Journal Entry - Day 3

Friday, Jan. 20, 2017 - Inauguration Day (1st Day of Donald Trump’s Presidency)

Our Lectio Divina Prayer Group decided to go to Mass and pray the rosary for peace in our nation and in the world, instead of having our regular meeting this morning.  I couldn’t go to the Mass because of a family obligation, however, I was able to join my friends for the rosary.

By the time I arrived at the daily chapel, I felt so unworthy to be there.  During the Sorrowful mysteries of the rosary, I couldn’t help crying.  In prayer, I saw Jesus with the eyes of my heart just gather me up like a little girl in His Arms.  He just held me.  Then he blessed me with His Forgiveness and Mercy and Love!

I felt so incredibly loved, even though I knew I didn’t deserve it.  Jesus washed away my sins.  I invited Him into my heart and soul.  I saw Mary, my holy Mother of God, standing in front of my heart, which looked like open doors to a tabernacle, where Jesus was residing.  I felt such deep, deep peace and love.  I felt that Mary was blessing me with the answer to my prayer, “Please help me to see God’s love for me today.”

I stayed for Eucharistic Adoration after the rosary, just soaking in God’s Holy Presence, and His Holy, Holy, Holy love in my heart.  A good friend of mine started cleaning the daily chapel.  She gave me two glass candle holders to keep, so special!  They looked like tall, clear drinking glasses with a cross etched in the glass. 
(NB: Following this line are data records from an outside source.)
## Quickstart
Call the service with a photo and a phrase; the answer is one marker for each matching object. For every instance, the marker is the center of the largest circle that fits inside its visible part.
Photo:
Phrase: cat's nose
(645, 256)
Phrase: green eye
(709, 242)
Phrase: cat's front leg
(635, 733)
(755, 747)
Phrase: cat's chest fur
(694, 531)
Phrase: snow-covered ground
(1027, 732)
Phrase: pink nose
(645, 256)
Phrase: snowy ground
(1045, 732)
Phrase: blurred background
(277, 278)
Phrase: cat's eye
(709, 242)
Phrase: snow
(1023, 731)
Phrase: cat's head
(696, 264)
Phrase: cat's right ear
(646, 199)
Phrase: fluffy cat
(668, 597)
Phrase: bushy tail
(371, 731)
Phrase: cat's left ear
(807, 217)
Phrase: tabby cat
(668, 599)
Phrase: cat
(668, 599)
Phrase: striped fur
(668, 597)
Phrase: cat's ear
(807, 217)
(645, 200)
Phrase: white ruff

My friend said she usually throws them away when she replaces them with new ones, but she said I could have them.  She poured a small amount of remaining hot wax from one of the glass candle holders into the other one.  These candle holders were next to the tabernacle day and night, next to Jesus’ Holy Presence in the Eucharist!  How special!  What a blessing!  Praise God!!